The Spanish honorary is holding a flamenco performance by the Compañeros de Flamenco on Thursday at 6 p.m. in A.J.’s Café to provide a special opportunity for students to learn about Spanish culture.
“It will really enhance the cultural experiences we study,” Sigma Delta Phi President senior Patience Tyne said. “There’s nothing like seeing a piece of art in person.”
Compañeros de Flamenco is a group from Ann Arbor, Michigan, that performs throughout the state. Their events include guitar-strum flamenco music, duet and solo dances, castanets, and plenty of palmas — clapping. Tyne said the performance will also include audience participation.
“I’m excited to see the fact that it exists on campus,” said junior David Stone, the honorary’s treasurer. “It’s a great representation of a culture in a way that’s not typical on Hillsdale’s campus.”
For those who want to learn to do a golpe or zapateo, Compañeros de Flamenco is also holding a master class at 2 p.m. in McNamara Hall. No previous flamenco knowledge is necessary.
Vice President senior Alexis Garcia said flamenco is a moving dance because of its origins. It dates to the 18th century in Andalusia, the southern portion of Spain, and grew from the Romani gypsy culture there.

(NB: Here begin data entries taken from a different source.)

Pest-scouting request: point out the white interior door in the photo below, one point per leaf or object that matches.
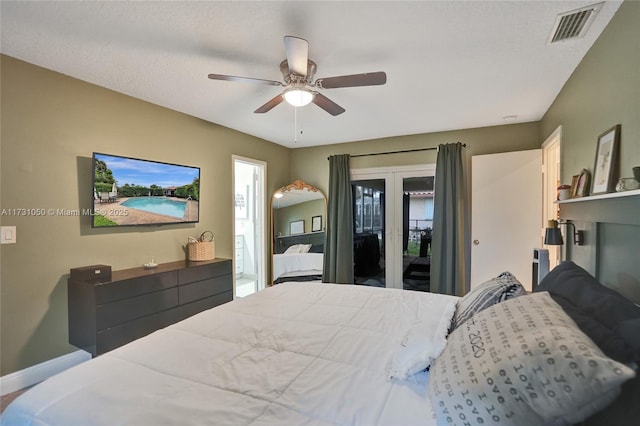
(506, 214)
(249, 189)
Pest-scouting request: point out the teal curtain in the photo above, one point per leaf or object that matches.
(450, 259)
(338, 250)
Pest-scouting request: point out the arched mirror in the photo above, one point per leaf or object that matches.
(298, 217)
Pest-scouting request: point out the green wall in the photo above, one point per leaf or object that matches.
(51, 124)
(311, 165)
(603, 91)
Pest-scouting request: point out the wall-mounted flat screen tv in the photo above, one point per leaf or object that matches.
(132, 191)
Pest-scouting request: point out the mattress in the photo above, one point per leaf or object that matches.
(294, 353)
(301, 263)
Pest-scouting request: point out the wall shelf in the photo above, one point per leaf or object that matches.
(601, 196)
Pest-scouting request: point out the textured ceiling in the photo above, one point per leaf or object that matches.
(450, 65)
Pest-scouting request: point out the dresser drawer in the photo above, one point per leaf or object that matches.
(203, 304)
(198, 273)
(111, 314)
(124, 289)
(202, 289)
(114, 337)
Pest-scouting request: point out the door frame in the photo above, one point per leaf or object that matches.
(393, 229)
(260, 237)
(549, 194)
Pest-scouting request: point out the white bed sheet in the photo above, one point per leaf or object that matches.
(291, 354)
(296, 262)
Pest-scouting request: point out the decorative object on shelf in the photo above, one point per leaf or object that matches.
(583, 184)
(627, 184)
(202, 248)
(296, 227)
(574, 185)
(316, 223)
(606, 162)
(553, 236)
(564, 192)
(151, 265)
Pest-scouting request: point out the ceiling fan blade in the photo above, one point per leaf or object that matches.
(327, 104)
(244, 79)
(270, 104)
(297, 50)
(353, 80)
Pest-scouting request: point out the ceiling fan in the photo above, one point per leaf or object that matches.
(298, 72)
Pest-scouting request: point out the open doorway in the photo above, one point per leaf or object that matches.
(550, 182)
(249, 225)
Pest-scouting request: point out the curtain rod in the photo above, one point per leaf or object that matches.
(464, 145)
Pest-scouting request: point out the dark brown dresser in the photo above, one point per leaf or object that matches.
(107, 310)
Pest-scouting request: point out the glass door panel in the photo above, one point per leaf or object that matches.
(417, 214)
(393, 218)
(368, 237)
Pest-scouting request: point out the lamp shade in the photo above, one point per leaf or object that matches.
(298, 97)
(552, 234)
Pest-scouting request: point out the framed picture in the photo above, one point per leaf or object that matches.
(604, 169)
(296, 227)
(584, 178)
(316, 223)
(574, 185)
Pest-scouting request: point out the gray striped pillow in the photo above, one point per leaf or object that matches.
(504, 286)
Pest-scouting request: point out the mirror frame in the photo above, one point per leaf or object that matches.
(296, 185)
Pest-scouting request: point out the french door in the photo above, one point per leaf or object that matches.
(393, 218)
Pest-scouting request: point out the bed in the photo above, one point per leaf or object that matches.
(321, 354)
(290, 266)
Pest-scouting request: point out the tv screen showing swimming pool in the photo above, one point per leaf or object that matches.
(131, 191)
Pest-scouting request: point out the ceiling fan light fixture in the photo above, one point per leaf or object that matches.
(298, 97)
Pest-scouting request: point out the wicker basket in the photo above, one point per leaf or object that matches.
(201, 250)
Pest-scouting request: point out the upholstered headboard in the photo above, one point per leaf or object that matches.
(611, 251)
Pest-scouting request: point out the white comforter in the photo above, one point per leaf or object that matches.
(297, 262)
(296, 353)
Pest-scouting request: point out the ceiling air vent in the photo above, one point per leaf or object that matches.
(573, 24)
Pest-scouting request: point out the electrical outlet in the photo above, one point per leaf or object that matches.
(7, 235)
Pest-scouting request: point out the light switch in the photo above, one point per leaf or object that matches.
(7, 235)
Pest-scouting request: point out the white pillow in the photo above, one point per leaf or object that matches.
(304, 248)
(522, 362)
(294, 249)
(423, 344)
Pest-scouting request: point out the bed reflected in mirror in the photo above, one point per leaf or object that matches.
(298, 215)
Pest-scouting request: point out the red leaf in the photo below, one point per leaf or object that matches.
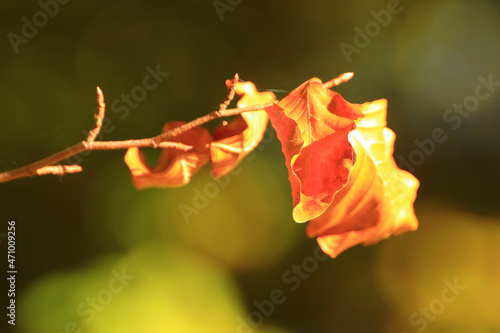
(175, 167)
(233, 141)
(312, 124)
(378, 199)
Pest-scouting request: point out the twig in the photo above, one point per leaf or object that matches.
(58, 170)
(338, 80)
(46, 165)
(230, 95)
(99, 116)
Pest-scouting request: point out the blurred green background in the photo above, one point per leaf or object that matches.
(95, 255)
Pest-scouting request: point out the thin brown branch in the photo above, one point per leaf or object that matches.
(99, 116)
(205, 119)
(58, 170)
(230, 95)
(338, 80)
(46, 165)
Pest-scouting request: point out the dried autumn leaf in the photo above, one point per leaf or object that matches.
(175, 167)
(378, 199)
(313, 124)
(232, 142)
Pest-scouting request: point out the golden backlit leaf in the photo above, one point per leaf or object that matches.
(378, 199)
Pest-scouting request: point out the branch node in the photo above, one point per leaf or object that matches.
(230, 95)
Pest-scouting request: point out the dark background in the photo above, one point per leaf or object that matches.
(208, 274)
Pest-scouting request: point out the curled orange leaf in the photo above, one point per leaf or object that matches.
(313, 124)
(236, 139)
(175, 167)
(378, 199)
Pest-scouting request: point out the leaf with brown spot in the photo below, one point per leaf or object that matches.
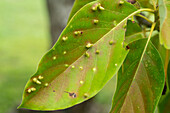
(83, 63)
(140, 80)
(164, 13)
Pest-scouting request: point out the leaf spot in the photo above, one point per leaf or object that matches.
(40, 77)
(76, 33)
(36, 80)
(95, 21)
(87, 54)
(65, 52)
(89, 45)
(86, 95)
(111, 42)
(97, 51)
(121, 2)
(94, 69)
(31, 89)
(46, 84)
(66, 65)
(72, 66)
(101, 8)
(73, 95)
(114, 23)
(65, 38)
(81, 82)
(54, 57)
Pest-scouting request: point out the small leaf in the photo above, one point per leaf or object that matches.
(140, 80)
(164, 12)
(76, 69)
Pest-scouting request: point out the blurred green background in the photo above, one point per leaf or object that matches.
(24, 39)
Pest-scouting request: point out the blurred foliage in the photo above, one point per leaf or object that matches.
(23, 40)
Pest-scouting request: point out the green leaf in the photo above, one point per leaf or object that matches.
(168, 75)
(164, 13)
(164, 105)
(78, 4)
(161, 49)
(147, 3)
(133, 32)
(86, 56)
(140, 80)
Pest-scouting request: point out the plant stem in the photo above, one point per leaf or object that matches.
(166, 63)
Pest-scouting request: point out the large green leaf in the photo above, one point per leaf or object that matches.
(78, 4)
(164, 13)
(86, 56)
(164, 104)
(140, 80)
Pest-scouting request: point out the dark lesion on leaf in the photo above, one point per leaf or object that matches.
(127, 47)
(73, 95)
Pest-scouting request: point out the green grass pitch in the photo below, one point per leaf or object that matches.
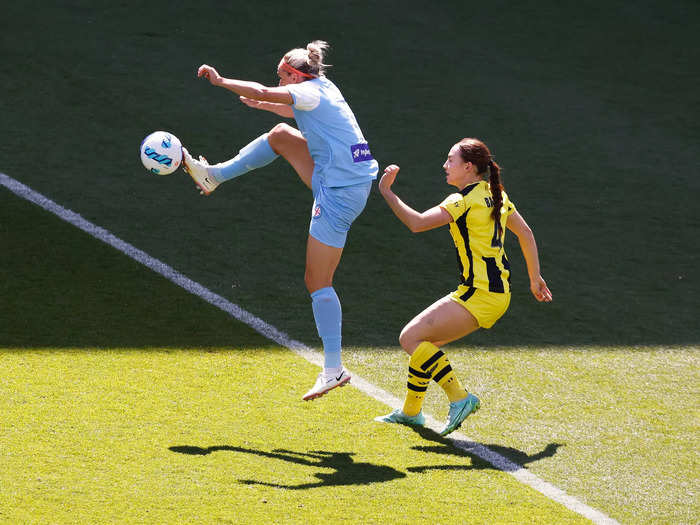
(124, 399)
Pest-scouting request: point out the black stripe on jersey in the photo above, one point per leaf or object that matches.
(464, 232)
(495, 281)
(417, 373)
(437, 355)
(466, 295)
(460, 267)
(442, 373)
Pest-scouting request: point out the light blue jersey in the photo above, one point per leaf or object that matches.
(340, 152)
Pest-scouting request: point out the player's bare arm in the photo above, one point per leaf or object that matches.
(526, 238)
(414, 220)
(283, 110)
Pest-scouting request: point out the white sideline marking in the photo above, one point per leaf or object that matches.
(459, 440)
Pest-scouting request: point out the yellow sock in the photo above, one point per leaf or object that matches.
(418, 381)
(429, 361)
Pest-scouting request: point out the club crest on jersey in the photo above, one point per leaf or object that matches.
(360, 152)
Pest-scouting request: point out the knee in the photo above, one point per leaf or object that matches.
(407, 341)
(278, 133)
(314, 281)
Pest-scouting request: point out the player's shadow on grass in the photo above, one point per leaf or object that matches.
(346, 471)
(507, 459)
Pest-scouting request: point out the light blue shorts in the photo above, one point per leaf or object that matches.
(335, 209)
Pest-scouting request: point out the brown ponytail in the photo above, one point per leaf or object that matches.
(496, 192)
(476, 152)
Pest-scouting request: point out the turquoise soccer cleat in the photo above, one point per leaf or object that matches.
(397, 416)
(459, 410)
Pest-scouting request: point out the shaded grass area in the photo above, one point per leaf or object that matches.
(124, 435)
(62, 288)
(615, 426)
(599, 153)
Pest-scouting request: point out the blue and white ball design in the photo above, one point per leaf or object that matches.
(161, 153)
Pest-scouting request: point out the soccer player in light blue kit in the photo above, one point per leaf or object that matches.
(330, 155)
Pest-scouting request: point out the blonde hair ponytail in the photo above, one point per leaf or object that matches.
(309, 60)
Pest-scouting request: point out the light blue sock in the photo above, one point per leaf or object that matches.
(255, 155)
(329, 318)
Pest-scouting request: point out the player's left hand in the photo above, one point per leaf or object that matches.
(539, 289)
(211, 74)
(390, 173)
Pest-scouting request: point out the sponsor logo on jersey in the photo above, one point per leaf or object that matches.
(360, 152)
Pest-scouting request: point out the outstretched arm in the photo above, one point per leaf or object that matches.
(254, 90)
(414, 220)
(283, 110)
(519, 227)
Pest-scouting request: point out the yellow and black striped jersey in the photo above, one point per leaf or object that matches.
(480, 255)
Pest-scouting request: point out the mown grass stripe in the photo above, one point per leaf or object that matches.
(459, 440)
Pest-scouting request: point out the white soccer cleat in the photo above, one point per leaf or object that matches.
(324, 385)
(197, 169)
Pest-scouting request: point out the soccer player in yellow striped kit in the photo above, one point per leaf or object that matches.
(477, 216)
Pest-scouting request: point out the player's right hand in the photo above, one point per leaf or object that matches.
(390, 173)
(251, 102)
(211, 74)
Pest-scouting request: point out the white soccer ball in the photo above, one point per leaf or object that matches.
(161, 153)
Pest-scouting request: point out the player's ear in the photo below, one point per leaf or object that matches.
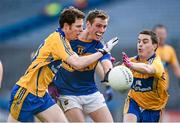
(66, 26)
(155, 46)
(88, 24)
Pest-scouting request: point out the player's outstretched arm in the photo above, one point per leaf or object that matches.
(83, 61)
(140, 67)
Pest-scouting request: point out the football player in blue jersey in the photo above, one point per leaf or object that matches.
(29, 97)
(77, 88)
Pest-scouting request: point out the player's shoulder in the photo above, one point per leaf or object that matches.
(134, 58)
(168, 47)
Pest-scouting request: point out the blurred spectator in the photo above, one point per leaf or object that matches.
(1, 72)
(167, 52)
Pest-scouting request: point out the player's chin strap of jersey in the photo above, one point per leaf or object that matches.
(108, 46)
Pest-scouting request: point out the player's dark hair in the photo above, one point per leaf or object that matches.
(69, 16)
(96, 14)
(159, 26)
(154, 37)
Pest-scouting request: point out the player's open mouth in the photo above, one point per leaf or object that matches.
(140, 50)
(99, 34)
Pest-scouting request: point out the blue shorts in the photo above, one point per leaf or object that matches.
(142, 115)
(23, 106)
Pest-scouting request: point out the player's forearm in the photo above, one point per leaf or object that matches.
(100, 71)
(142, 68)
(83, 61)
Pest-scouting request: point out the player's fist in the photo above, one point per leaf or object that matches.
(108, 95)
(105, 80)
(126, 60)
(110, 44)
(53, 91)
(112, 59)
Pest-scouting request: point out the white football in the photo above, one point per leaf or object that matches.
(120, 78)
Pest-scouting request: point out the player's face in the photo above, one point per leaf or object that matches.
(162, 34)
(145, 47)
(97, 28)
(75, 29)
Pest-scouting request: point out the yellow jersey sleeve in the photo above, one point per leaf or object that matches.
(173, 58)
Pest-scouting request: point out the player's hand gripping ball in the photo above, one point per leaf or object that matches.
(120, 78)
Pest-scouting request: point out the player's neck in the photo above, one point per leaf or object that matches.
(161, 43)
(85, 36)
(143, 58)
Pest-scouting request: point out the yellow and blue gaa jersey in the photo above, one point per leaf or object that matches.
(168, 56)
(150, 90)
(79, 82)
(45, 63)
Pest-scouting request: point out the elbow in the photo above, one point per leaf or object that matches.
(77, 66)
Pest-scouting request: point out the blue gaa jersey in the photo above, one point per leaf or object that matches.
(79, 82)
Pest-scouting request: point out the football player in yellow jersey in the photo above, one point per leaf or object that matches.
(148, 94)
(77, 89)
(166, 52)
(29, 97)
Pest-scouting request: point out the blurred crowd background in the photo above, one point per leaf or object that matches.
(25, 24)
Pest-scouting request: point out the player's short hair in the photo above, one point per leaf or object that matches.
(159, 26)
(69, 16)
(154, 37)
(96, 14)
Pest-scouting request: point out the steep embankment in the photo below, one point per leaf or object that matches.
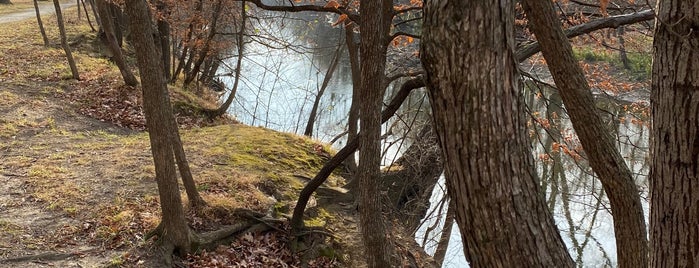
(78, 191)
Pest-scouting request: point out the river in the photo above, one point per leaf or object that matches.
(281, 79)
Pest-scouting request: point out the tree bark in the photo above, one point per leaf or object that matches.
(216, 13)
(375, 28)
(64, 42)
(467, 49)
(345, 152)
(595, 137)
(164, 35)
(87, 15)
(353, 116)
(108, 29)
(444, 238)
(158, 112)
(238, 65)
(609, 22)
(41, 24)
(674, 169)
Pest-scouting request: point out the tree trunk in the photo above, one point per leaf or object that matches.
(41, 24)
(164, 35)
(353, 116)
(64, 42)
(467, 51)
(326, 80)
(77, 3)
(108, 28)
(93, 6)
(595, 137)
(238, 65)
(216, 13)
(674, 169)
(375, 28)
(158, 112)
(444, 238)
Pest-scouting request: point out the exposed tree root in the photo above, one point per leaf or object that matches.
(46, 256)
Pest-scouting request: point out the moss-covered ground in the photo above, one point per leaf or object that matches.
(77, 182)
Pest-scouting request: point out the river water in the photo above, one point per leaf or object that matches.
(280, 79)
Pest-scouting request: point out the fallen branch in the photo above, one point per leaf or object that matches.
(609, 22)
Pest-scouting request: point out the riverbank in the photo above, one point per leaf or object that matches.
(77, 181)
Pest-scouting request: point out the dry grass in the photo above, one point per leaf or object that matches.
(95, 182)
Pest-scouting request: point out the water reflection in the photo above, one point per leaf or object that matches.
(283, 67)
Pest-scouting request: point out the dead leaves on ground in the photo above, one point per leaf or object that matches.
(255, 250)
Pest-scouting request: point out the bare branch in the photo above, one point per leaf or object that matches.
(609, 22)
(301, 8)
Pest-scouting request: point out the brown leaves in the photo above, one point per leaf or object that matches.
(603, 5)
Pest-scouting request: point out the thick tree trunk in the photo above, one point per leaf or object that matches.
(64, 42)
(326, 81)
(674, 169)
(345, 152)
(108, 29)
(595, 136)
(87, 15)
(238, 65)
(353, 116)
(467, 51)
(41, 24)
(375, 28)
(158, 111)
(445, 237)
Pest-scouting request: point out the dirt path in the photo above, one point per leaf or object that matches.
(44, 8)
(32, 233)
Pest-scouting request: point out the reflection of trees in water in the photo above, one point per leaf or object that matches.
(572, 191)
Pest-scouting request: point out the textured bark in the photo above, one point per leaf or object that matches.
(158, 114)
(238, 65)
(609, 22)
(374, 29)
(41, 24)
(164, 35)
(64, 42)
(326, 81)
(204, 52)
(87, 15)
(594, 135)
(674, 169)
(468, 53)
(108, 29)
(353, 115)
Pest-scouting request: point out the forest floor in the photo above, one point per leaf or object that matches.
(77, 184)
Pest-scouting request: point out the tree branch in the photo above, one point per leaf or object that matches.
(609, 22)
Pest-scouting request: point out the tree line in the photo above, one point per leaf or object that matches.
(469, 54)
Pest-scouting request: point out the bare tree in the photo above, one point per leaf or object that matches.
(467, 50)
(64, 42)
(108, 29)
(674, 169)
(374, 29)
(326, 81)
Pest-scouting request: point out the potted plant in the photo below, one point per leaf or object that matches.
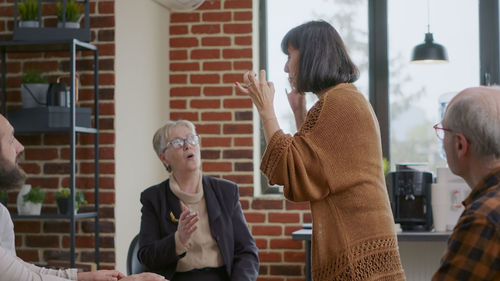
(32, 202)
(72, 15)
(3, 197)
(28, 12)
(62, 200)
(34, 89)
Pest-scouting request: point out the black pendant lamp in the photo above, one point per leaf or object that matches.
(429, 52)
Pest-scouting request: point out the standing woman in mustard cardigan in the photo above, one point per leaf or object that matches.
(334, 161)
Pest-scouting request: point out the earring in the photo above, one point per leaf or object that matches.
(173, 218)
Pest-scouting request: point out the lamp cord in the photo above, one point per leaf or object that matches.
(428, 17)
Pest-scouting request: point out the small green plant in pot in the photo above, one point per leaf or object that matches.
(72, 15)
(62, 200)
(3, 197)
(34, 89)
(28, 13)
(32, 202)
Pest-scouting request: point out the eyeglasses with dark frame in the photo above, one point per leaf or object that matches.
(440, 131)
(179, 142)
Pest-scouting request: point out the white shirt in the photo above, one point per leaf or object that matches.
(7, 231)
(13, 268)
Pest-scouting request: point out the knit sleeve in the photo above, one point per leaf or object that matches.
(337, 147)
(293, 162)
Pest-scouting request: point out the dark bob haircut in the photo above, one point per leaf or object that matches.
(323, 58)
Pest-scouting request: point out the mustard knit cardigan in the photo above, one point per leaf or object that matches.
(335, 163)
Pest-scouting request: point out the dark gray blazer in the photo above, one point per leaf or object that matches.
(227, 225)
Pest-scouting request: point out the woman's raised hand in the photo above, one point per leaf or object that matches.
(297, 102)
(187, 225)
(260, 91)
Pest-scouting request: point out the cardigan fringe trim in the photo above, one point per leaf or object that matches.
(376, 259)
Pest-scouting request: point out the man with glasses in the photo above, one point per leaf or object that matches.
(13, 268)
(470, 131)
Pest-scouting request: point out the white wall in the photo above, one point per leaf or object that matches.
(421, 259)
(141, 106)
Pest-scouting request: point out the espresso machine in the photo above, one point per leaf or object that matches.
(410, 195)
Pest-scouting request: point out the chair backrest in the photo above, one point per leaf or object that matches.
(134, 266)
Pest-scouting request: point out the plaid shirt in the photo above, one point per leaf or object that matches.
(474, 246)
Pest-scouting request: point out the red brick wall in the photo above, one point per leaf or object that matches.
(211, 48)
(46, 156)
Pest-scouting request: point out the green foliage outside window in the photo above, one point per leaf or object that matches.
(73, 11)
(36, 195)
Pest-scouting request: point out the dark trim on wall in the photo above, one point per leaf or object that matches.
(489, 42)
(379, 68)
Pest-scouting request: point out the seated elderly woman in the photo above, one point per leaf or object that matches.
(192, 225)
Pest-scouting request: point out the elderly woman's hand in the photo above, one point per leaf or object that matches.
(145, 276)
(187, 225)
(260, 91)
(100, 275)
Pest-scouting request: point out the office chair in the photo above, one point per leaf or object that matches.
(134, 266)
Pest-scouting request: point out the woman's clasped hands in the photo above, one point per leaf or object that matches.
(259, 90)
(115, 275)
(187, 225)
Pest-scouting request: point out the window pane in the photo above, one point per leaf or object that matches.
(417, 89)
(349, 17)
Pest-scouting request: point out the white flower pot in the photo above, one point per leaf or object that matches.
(30, 208)
(69, 24)
(34, 94)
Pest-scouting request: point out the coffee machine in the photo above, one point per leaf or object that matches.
(410, 195)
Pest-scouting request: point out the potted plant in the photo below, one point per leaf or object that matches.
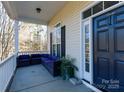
(67, 67)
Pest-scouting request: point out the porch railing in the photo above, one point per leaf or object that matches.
(32, 52)
(7, 68)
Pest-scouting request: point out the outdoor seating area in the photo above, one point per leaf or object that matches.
(51, 63)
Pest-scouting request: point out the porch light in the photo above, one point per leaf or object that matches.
(38, 10)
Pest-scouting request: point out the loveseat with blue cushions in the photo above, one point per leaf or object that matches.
(35, 59)
(23, 60)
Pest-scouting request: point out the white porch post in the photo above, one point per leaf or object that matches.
(16, 29)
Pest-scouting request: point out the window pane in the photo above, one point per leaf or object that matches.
(87, 47)
(109, 3)
(87, 13)
(97, 8)
(58, 50)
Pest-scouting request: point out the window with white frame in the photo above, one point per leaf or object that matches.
(56, 41)
(98, 8)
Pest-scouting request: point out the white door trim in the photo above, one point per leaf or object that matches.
(81, 34)
(87, 75)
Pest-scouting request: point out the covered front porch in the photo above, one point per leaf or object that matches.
(35, 77)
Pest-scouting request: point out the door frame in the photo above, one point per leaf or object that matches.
(90, 48)
(91, 38)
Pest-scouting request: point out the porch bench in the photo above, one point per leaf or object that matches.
(23, 60)
(35, 59)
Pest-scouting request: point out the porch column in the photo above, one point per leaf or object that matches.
(16, 29)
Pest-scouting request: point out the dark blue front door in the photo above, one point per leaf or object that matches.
(108, 45)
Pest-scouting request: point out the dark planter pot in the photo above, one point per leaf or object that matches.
(67, 72)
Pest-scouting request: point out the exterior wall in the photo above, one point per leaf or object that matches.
(69, 16)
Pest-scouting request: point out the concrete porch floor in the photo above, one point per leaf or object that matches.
(37, 79)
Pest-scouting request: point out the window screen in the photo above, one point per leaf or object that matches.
(87, 13)
(109, 3)
(97, 8)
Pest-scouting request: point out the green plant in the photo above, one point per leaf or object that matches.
(67, 67)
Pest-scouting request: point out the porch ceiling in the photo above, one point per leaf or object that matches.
(26, 10)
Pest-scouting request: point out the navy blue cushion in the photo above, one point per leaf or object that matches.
(55, 58)
(45, 55)
(24, 57)
(35, 55)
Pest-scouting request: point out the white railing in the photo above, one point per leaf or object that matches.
(7, 68)
(32, 52)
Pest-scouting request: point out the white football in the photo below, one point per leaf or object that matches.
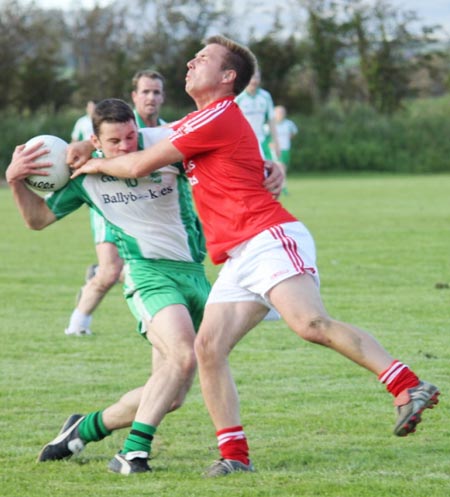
(59, 172)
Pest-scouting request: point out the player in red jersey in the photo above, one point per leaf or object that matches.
(268, 255)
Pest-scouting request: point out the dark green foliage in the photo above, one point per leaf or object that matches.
(412, 141)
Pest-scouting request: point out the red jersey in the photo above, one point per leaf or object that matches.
(223, 162)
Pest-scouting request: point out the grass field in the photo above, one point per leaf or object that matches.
(317, 424)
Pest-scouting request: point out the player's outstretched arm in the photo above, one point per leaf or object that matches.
(31, 206)
(275, 177)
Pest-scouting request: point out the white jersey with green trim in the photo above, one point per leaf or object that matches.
(152, 217)
(258, 109)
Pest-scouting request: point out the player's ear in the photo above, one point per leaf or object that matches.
(96, 142)
(229, 75)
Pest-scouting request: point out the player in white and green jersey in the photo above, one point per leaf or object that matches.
(148, 97)
(257, 106)
(160, 239)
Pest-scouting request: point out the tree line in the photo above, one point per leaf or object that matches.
(350, 51)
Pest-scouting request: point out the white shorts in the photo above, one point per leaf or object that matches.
(257, 265)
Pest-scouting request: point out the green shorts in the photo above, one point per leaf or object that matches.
(101, 229)
(152, 284)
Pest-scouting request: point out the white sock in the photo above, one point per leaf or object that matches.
(78, 322)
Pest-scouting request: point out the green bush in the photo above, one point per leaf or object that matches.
(415, 140)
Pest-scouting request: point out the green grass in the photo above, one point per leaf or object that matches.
(317, 424)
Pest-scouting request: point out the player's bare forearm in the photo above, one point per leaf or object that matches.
(134, 164)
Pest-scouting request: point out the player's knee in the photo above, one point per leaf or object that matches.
(315, 329)
(106, 277)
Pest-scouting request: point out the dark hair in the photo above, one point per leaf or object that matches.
(111, 110)
(146, 73)
(238, 58)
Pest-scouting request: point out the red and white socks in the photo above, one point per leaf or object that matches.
(232, 444)
(397, 378)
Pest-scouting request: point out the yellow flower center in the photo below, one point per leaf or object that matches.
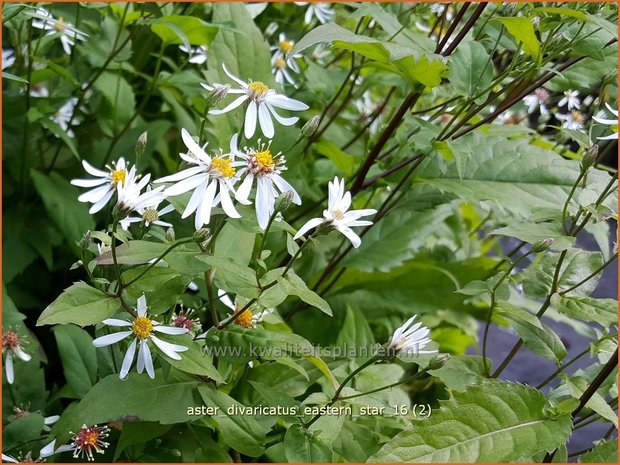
(286, 45)
(264, 159)
(150, 215)
(60, 25)
(119, 176)
(257, 89)
(222, 165)
(142, 327)
(280, 63)
(245, 319)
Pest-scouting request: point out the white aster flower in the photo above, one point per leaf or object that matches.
(68, 33)
(410, 339)
(86, 441)
(337, 215)
(104, 184)
(143, 328)
(64, 116)
(571, 99)
(573, 120)
(611, 122)
(8, 58)
(538, 99)
(149, 214)
(197, 55)
(321, 11)
(12, 346)
(212, 180)
(261, 106)
(264, 167)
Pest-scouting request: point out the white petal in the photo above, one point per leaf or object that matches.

“It’s a very powerful sort of music, dancing,” Garcia said. “It’s got a lot of emotion. It tends to be a little more on the sad, painful feel to it, because the gypsies have had such a rough time of it.”
Since then, however, flamenco has grown popular throughout the world, especially in the United States and Japan.”
“I’ve seen flamenco twice in the past,” Tyne said. “It is very beautiful. There are a lot of pieces to it that show its distinct cultural influences.”
Traditional flamenco combines singing, typically in a deep style, and guitar playing with dance. The custom is well-known for long, ruffled skirts, flowers adorning hair, and the bullfighting costumes of the men.
Tyne said holding an event like this one has been a dream of hers since freshman year when she started the Spanish club. Finding herself without the resources at the time, she said she is thankful to be able to finally make this dream a reality and stretching the honorary beyond the meal-time talks and an occasional movie showing.
“I am looking forward to watching everyone’s reactions and seeing everyone enjoy the performance and applauding this unique style of music,” Tyne said.
Garcia said she looks forward to seeing flamenco for the first time in person. Having grown up in a town near the border of Mexico, she said she is familiar with Latin American folkórico dances but looks forward to experiencing a Spanish folk performance.
“I hope people get a taste of Hispanic culture,” Garcia said. “It’s great exposure to something new and something you’ve probably never seen before.”